Peut-on vraiment dissocier la figure de Jean-Claude Hamel de celle de Guy Roux ? Si le second disait du premier qu’il était « son seul échec pédagogique », les différences de caractère n’ont en rien entaché la complicité d’un duo qui a donné à l’AJA ses lettres de noblesse. Une AJA dans laquelle l’un comme l’autre ont su trouver leur place : à Guy Roux, celle d’ambassadeur médiatique sur le devant de la scène, à Hamel celle d’homme de l’ombre, de diplomate discret et qui, selon la toujours très bien informée Auxerre TV, n’hésitait pas à négocier au centime près les menus de ses joueurs au restaurant lorsque l’équipe évoluait encore avec le statut amateur. Parce que pour faire installer dans la durée une modeste structure au sein des hautes sphères du ballon rond hexagonal, il fallait bien avoir ce bon sens paysan, quand bien même on serait fils de militaire ou de commerçant.

Ceci dit, Hamel n’avait rien d’un type froid et coincé, bien au contraire. À Auxerre, on le disait aimable, prévoyant, amical, voire même doté d’un certain sens de l’humour. Comme ce jour de 1987, lorsque à la veille d’un match de C3 face au Panathinaïkos, alors qu’il est invité sur le yacht de son homologue grec, il effectue un saut de douze mètres de haut depuis le pont du navire, simplement pour répondre à un défi lancé par son ami Jean-Pierre Soisson, maire d’Auxerre pendant près de trois décennies. Jamais avare d’un bon mot, celui qui carburait à la clope et au vin blanc compte à son actif un titre de champion de D2 (1980), un doublé légendaire Coupe-championnat (1996) et trois autres Coupes de France (1994, 2003 et 2005).
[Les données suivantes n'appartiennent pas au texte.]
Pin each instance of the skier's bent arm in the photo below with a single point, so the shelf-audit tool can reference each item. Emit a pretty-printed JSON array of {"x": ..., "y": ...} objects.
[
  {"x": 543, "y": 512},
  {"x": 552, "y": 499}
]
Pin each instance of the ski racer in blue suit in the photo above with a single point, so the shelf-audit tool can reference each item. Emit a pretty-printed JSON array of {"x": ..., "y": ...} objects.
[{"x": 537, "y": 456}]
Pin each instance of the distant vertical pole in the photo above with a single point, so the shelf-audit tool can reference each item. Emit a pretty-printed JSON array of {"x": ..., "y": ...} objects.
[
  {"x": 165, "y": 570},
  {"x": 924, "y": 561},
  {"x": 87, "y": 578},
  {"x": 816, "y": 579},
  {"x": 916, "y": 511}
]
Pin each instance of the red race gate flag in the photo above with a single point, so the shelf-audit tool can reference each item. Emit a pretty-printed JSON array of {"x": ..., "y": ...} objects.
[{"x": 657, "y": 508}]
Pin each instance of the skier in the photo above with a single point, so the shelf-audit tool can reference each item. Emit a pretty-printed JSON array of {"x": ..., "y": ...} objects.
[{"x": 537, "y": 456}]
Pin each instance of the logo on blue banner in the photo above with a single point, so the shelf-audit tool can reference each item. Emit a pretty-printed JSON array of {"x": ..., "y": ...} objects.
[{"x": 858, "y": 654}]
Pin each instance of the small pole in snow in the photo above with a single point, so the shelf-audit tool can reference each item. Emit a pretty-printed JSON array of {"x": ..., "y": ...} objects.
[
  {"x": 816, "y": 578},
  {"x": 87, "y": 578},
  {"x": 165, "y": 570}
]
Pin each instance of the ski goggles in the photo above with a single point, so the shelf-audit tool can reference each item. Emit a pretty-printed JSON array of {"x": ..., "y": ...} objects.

C’est au soir de la dernière que son cœur chavire. Non pas de joie, mais de tristesse, après avoir appris la nouvelle du départ de Guy Roux, dont il n’aurait rien su. Le sentiment qui domine alors ? La trahison. Parce qu’Auxerre, c’était une histoire de famille, une certaine idée du football à la française, attaché à ses valeurs et à son territoire, dans lequel une franche poignée de main avait valeur de paraphe au bas d’un contrat.

Si l’heure est au recueillement, on n’oubliera cependant pas la tentative de retour aux affaire de Jean-Claude Hamel qui, en 2011, soit près de deux ans après avoir quitté ses fonctions, tente un putsch face à la présidence de son successeur Alain Dujon, pour installer sur son siège un autre de ses amis, Gérard Bourgoin. Commerçant comme lui, bourguignon comme lui, et symbole malgré lui du patriarche. Depuis, la page s’est définitivement tournée, et l’ère Hamel est officiellement révolue. Reléguée en Ligue 2 un an plus tard, l’AJ Auxerre est aujourd’hui à sa place dans le ventre mou de l’antichambre et ne doit sa survie qu’à la persistance de son savoir-faire en matière de formation, couplée à l’arrivée providentielle d’un investisseur chinois vraisemblablement parti pour rester. Un an avant sa mort, Jean-Claude Hamel avait été honoré de la création d’un salon à son nom au cœur du stade Abbé-Deschamps. Aujourd’hui, il faudrait bien plus que renommer une tribune pour lui rendre un hommage équivalent à son travail accompli. Adieu Président. Et merci.